In the past few weeks, Aljoscha and Natascha have been driving from west to east through their common homeland, where they were born and where Russian troops marched in at the end of February. For Aljoscha it is an ambivalent journey: his father is Russian, his mother is Ukrainian. “I’m a convinced pacifist,” says the 47-year-old father. “And our project is called ‘Hope’.”
Aljoscha did not go to the places where rockets and bombs landed in Ukraine, but to places that are often out of the public eye, even in times of peace. This is where the artist, whose real name is Alexei Potupin, brought his crystalline spiked creatures made of wire and acrylic paint, which he calls “bioisms”.
Aljoscha transported his brightly colored objects to the most remote places near Vinnytsia, Odessa, Kyiv, Zhytomyr and Poltava. He hung them from the ceilings in nursing homes and boarding schools for children with disabilities, for ex-prisoners or for the elderly. Many homes had already been evacuated because of the war. The teachers and directors stayed behind. He concentrates on “the marginal phenomena of life, where people are forgotten and are still people,” says the artist.
Distrust of the surprise visitors
Aljoscha made his breakthrough as an artist in the West. With subversive humor, he initially placed his “bioisms” on squares, monuments and even in sausage counters. He now exhibits the abstract spiked objects in monumental size in the USA, Spain, Germany and other countries.
Can art contribute to solving the conflict? “Probably not,” says Aljoscha. “But right now, in these incredibly difficult times, where mistrust prevails instead of friendliness, hate is sown instead of love, and pessimism is generated everywhere instead of hope, I would like to focus on the basic values of our life together.”
At first the teachers would have looked in disbelief when the unknown surprise visitor arrived with the strange objects. Then the faces brightened, the teachers started telling jokes, ran through the homes and thought about where the colorful works of art could be hung up. “They wanted to talk, tell stories,” said Aljoscha.
Combat helplessness with action
But the artist was not always welcomed with open arms. At Vinnytsia, for example, the suspicious head of a home wanted to see Aljoscha’s passport. Later on the highway, heavily armed police stopped the artist’s car and arrested him. The Ukrainian secret service interrogated him for hours until Aljoscha suddenly saw the scan of his German passport in the hands of the secret service agents. “There’s a lot of paranoia here,” he says. “Everyone is now looking for Russian spies. In the end they let us go.”
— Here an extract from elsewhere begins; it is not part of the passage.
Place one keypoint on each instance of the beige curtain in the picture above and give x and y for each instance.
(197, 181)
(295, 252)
In the cities, Alyosha heard the thunder of explosions. On the way he saw the warning signs “mined” on the roads. The way out of Kyiv to the west was blocked, he had to go south. Bridges were blown up. He drove through open terrain – and with him the fear of mines. But the thoughtful artist is not an adventurer. “I try to somehow fight the helplessness with my own actions,” he says.
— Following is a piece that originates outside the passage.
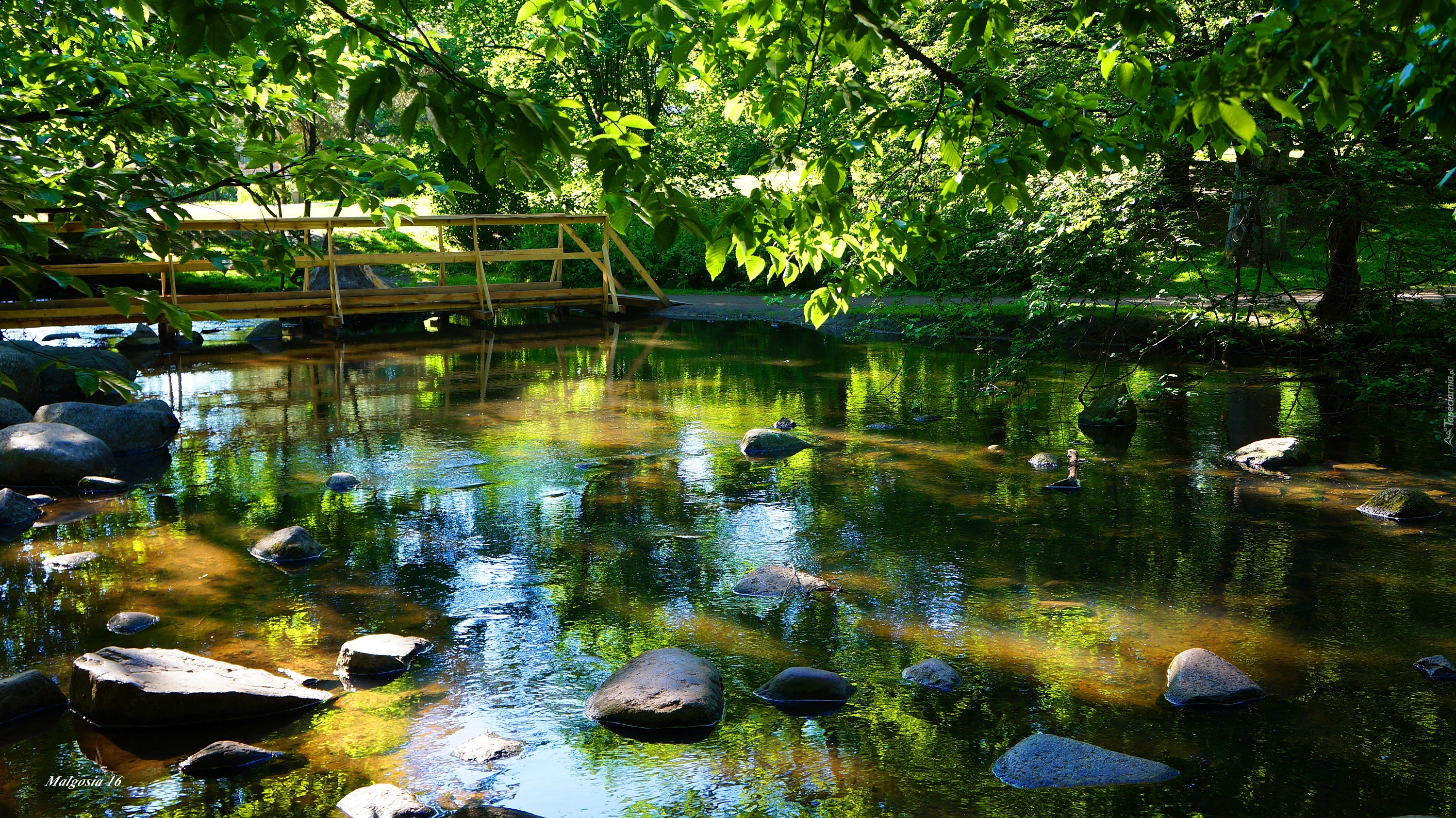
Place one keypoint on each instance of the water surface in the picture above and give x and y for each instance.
(535, 580)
Aljoscha studied in Kharkiv, which has been bombed by Russian troops for weeks. His friends live in besieged Izyum. His sister works as a nurse in a gynecological ward where babies are born when the siren sounds.
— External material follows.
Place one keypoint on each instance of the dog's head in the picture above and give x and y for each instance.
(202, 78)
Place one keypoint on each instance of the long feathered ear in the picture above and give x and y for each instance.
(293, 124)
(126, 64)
Democracy as a luxury good
As early as 2014, Aljoscha had used his “bioisms” for an art event at the barricades during the protests on the Maidan in Kiev against the government that was loyal to Moscow at the time. Does he hate Russian President Vladimir Putin, who first annexed Crimea and now launched a destructive war against the neighboring country? “Putin just makes me sad,” says Aljoscha.
For him, the head of the Kremlin is a dictator, and Putin’s vassals are the oligarchs. “If people are only resources for oligarchic groups and dictators, you can’t plant democracy.”
Democracy is a “luxury good” that only grows where there is a developed bourgeoisie and the people are not poor. The artist sees the roots of hatred, intolerance and radicalism in the state ideologies, for which there are only black and white and the simplest solutions.